February 09
Por baixo dos panos
Quase completamente despida, afastei o plástico mofado que fazia as vezes de cortina e subi os cinco estreitos degraus de cimento esverdeado. O corredor escuro e esfumaçado parecia a entrada para uma ducha coletiva de alguma prisao maldita e minhas maos nem podiam cobrir meus peitos envergonhados, ocupadas que estavam com os apetrechos para o banho.
Fora dos hoteis de luxo, o hammam marroquino tao propagandeado pelas agências de turismo obviamente nao era nenhuma das maravilhas que se divulgava e eu já estava satisfeita em conhecê-lo apenas de vista. Mas por dias era a única opçao de banho quente que havia naquela remota regiao ao Sul do Marrocos.
Caminhava pé ante pé sobre as sandálias que espalhavam a água acumulada pelo chao, tentando nao fazer caso aos olhares alheios e observando as minúsculas salas, ainda mais escuras, que se enfileiravam a esquerda. Em uma delas uma mulher esfregava um garoto de uns quatro anos que protestava agitando os bracinhos. Parecia que o torturavam.
O vapor formado pela água quente que escorria sem parar de uma torneira qualquer enchia o ambiente e camuflava o frio que sorrateiramente invadia o deserto todas as noites. Aquele corredor entao se abria em uma grande sala azulejada coberta por uma constante corrente de água turva. Jorrando de baldes e canecas e se esvaindo com dificuldade por um ralo entupido. Carregando tufos de cabelos, resquícios de pele morta, massas de henna. E, em meio a essa insipidez árabe, duas mulheres se banhavam, sentadas no chao com apenas uma enorme calcinha velha entre seus corpos e a água suja.
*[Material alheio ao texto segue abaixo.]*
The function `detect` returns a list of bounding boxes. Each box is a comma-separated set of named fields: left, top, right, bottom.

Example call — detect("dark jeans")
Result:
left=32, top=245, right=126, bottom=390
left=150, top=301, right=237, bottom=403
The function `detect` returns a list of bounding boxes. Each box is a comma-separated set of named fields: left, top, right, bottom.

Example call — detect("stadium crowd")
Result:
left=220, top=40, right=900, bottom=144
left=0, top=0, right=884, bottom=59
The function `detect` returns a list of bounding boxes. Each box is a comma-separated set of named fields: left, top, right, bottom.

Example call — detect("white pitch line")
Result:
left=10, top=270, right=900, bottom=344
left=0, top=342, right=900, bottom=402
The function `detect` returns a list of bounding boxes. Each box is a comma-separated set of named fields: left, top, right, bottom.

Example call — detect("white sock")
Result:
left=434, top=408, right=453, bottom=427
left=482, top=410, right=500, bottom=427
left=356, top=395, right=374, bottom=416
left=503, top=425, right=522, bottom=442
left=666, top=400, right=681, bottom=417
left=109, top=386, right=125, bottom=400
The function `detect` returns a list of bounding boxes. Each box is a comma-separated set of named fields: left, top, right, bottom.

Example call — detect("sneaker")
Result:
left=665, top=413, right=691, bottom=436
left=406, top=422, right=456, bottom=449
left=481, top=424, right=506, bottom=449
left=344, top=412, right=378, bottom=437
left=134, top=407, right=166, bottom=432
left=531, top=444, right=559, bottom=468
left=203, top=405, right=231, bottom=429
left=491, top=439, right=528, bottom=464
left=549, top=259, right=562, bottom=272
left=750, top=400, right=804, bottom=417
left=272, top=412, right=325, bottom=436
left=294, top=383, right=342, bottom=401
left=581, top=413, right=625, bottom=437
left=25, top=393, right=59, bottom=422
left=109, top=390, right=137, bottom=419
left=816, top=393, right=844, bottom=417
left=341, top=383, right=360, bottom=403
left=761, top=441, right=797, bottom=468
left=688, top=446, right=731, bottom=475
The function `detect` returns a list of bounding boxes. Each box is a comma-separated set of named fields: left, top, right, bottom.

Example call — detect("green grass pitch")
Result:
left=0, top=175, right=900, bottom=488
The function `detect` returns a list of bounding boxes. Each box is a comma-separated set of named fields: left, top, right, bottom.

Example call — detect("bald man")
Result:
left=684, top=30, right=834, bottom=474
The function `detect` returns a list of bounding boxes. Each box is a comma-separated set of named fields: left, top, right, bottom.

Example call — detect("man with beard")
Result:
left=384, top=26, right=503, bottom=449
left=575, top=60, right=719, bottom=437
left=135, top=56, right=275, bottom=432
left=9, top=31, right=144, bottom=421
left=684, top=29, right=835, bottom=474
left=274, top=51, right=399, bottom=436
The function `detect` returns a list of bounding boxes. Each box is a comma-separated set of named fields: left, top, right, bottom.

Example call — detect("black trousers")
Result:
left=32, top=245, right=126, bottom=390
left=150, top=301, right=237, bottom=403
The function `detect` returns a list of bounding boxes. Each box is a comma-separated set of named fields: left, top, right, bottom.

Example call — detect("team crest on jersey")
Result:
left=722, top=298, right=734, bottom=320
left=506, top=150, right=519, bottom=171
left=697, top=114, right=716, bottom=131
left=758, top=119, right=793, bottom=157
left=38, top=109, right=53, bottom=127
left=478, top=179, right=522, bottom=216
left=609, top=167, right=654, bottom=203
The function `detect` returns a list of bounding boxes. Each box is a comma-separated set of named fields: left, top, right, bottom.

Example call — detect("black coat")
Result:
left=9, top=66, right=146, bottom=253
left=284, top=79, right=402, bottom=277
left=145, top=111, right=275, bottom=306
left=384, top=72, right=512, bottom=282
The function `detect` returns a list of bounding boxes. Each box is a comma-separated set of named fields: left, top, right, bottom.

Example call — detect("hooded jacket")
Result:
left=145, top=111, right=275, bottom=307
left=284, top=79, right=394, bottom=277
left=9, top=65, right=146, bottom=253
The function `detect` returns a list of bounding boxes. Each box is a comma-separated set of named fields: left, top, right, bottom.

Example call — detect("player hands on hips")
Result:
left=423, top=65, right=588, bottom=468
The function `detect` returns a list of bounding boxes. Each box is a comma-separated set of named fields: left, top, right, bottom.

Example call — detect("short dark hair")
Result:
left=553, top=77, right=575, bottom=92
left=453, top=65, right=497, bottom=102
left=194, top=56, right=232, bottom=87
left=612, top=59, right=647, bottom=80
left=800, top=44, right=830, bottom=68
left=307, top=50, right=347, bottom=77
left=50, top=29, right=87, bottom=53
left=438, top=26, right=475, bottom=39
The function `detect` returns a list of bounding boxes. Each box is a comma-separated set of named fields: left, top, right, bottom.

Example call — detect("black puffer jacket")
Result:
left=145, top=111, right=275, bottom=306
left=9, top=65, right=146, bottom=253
Com vergonha de expor minha calcinha – muito mais colorida e muito menor que a delas – e meu corpo – mais miúdo e mais estampado que o delas –, enchi um dos baldes que se empilhavam em um canto e me meti em uma das escuras saletas, decidida a me banhar ali, segregada e em pé, protegida por meu chinelo de dedo. Mas nao tardou um minuto para que eu fosse expulsa de meu esconderijo por uma senhora de um metro e meio.
Ela apareceu vestindo apenas um short delicadamente colorido, com os seios nus enrugados pela idade que lhe quitou alguns dentes e a fala docemente incompreensível, decidida a me lavar. Apontou o canto do vasto salao aguado onde eu deveria me prostrar e sumiu no vapor do corredor. Reapareceu curvada por dois enormes baldes que pendiam de suas maos, despejou toda a água de um no espaço destinado a minha bunda e me indicou que sentasse, antes de sumir de novo para buscar mais água.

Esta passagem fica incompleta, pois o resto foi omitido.